For Miles, this was the first time he competed in the Outdoor World Championships.

Miles is enjoying his best season on the professional track and field circuit. He is the 2003 USA Indoor championships and runner-up in June at the USA Outdoor Championships. He placed fifth at the 2003 World Indoor Track and Field Championships.

Miles won the pole vault competition at the Millrose Games in New York on Feb. 7, 2003, going 18'8.5 to unseat American record holder Jeff Hartwig as the champion in the event. That was the second major competition that Miles has won this winter.
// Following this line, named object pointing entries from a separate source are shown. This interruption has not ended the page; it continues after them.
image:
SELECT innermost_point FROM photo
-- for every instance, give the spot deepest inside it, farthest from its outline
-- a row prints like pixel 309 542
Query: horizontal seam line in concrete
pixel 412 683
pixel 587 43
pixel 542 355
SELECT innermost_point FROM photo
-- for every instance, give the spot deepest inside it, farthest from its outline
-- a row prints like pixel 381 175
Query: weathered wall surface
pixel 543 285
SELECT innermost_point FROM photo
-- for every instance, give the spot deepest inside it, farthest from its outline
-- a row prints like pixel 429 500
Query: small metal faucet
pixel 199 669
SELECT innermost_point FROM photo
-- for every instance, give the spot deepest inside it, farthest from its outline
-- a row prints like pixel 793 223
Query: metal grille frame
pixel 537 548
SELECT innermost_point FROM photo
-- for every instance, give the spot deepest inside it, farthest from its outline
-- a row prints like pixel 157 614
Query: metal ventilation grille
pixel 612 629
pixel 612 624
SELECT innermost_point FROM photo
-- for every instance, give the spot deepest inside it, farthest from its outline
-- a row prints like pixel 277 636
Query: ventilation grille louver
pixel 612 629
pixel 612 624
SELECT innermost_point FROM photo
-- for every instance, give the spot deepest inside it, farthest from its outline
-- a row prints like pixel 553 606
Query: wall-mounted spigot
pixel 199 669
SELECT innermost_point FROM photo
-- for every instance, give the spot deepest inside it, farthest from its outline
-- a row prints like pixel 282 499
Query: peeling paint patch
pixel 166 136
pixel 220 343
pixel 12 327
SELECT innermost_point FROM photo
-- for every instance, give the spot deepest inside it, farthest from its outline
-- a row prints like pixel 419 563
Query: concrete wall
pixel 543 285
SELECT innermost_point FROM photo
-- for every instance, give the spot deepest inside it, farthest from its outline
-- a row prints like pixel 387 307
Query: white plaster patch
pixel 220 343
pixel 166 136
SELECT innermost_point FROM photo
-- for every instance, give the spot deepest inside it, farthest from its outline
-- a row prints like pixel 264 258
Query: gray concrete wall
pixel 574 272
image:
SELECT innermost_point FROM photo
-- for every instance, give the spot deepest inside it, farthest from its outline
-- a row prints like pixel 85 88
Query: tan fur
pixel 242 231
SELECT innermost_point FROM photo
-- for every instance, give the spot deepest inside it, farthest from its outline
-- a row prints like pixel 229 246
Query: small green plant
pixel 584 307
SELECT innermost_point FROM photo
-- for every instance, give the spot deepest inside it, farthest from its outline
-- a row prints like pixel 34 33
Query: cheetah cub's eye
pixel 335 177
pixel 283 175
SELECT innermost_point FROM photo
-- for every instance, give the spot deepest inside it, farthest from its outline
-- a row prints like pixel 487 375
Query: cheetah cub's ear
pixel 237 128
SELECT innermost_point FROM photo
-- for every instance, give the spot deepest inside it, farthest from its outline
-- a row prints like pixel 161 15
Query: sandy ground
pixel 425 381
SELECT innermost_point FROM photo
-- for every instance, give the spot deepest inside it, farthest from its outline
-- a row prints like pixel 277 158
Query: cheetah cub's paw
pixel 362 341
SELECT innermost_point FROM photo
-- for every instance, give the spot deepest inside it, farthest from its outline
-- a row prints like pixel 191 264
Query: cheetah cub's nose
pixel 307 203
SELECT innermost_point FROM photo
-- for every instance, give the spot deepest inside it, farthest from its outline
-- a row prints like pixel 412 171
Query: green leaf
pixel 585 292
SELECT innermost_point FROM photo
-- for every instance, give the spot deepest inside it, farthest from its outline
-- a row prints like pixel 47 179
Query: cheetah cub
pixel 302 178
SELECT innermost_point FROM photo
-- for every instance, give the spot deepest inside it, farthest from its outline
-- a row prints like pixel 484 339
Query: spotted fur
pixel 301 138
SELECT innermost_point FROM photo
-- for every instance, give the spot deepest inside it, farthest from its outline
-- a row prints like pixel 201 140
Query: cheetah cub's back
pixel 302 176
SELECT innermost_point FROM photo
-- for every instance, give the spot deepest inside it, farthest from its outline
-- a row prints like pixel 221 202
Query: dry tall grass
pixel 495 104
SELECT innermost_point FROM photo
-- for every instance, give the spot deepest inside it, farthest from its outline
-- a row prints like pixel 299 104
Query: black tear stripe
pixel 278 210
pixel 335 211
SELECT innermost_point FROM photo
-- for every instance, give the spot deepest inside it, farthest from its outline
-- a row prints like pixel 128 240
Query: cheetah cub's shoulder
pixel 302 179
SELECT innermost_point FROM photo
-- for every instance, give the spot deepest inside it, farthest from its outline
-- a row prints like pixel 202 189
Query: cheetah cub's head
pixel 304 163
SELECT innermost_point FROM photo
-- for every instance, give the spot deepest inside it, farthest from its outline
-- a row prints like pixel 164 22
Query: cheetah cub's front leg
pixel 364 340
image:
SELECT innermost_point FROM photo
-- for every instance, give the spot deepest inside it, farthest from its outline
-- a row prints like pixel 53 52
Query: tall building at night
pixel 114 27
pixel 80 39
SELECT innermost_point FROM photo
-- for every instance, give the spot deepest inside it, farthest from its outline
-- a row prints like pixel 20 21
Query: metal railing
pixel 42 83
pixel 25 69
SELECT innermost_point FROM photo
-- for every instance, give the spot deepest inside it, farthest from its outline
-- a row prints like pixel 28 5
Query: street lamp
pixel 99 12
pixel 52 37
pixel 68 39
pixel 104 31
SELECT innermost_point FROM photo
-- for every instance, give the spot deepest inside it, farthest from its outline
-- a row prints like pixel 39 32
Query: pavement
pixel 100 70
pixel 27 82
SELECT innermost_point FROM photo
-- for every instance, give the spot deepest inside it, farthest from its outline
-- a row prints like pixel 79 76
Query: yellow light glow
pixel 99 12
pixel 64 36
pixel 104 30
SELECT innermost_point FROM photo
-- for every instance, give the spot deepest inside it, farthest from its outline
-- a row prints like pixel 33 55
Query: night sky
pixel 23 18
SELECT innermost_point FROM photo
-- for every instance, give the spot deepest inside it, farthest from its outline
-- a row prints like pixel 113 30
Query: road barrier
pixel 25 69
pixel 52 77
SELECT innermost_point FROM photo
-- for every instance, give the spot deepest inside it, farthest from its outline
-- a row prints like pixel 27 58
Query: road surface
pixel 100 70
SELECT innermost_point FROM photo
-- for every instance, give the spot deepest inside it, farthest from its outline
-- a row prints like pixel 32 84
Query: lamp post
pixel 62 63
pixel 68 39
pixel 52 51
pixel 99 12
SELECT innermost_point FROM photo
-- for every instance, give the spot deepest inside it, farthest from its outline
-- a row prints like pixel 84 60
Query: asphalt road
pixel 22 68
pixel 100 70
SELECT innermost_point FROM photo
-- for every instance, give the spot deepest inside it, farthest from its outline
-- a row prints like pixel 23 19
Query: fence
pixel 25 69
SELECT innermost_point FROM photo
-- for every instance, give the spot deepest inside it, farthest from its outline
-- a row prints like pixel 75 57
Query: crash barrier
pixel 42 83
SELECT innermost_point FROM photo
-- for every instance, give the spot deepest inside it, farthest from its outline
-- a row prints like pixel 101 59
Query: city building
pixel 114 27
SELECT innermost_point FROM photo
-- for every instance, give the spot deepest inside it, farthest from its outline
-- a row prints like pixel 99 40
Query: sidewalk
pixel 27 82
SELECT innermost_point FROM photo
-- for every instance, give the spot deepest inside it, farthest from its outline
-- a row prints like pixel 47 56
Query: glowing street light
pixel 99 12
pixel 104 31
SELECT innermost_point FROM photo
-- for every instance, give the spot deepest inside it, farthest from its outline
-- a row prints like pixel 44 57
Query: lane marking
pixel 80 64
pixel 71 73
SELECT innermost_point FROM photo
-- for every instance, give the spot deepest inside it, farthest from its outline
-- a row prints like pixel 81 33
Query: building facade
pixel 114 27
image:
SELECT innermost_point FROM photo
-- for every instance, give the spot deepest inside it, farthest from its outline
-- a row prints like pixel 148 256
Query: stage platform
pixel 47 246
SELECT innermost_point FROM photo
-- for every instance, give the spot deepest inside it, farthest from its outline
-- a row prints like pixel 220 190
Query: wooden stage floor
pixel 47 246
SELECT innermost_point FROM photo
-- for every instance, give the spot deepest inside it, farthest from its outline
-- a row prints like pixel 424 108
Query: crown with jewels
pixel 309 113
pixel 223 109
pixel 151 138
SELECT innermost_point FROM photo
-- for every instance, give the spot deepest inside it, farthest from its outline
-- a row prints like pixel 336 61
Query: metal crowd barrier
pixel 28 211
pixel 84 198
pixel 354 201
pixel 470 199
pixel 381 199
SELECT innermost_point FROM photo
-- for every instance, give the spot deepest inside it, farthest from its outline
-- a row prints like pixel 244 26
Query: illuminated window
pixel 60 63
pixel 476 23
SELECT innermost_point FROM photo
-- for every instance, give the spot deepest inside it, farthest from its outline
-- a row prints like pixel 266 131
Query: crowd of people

In January 2003, Miles won the Pole Vault Summit in Reno, Nev., for the second straight year. Miles went 5.80m (19-0 1/4) to win the meet on Jan. 20, 2003, defeating Hartwig and the 2001 World Indoor silver medallist Tye Harvey. Hartwig and Harvey both went 5.70m (18-11).

For the past year and half, Miles has trained in Jonesboro, Ark. at the Earl Bell Training Center, with Harvey and Hartwig, under the guidance of former world record holder Earl Bell.

On February 16, 2002, Miles recorded his personal best, going 19-1 1/4 (5.82m) at the John Dalton Memorial Track and Field Meet held at the DakotaDome on the campus of USD. The vault, which established a DakotaDome record, was the second-best indoor mark in the world at that point in the season. It broke Miles' own Dome mark of 18-4 1/2 set in 1999. Miles won the NCC pole vault title in 1996 and finished fifth at the 1996 NCAA Division II indoor meet. He was third at the 1994 NCAA Division II outdoor nationals. He was an alternate on the U.S Olympic Team in 2000.

He earned an undergraduate degree in history and a master's degree in athletic administration at USD. He is employed as an academic adviser at Arkansas State University.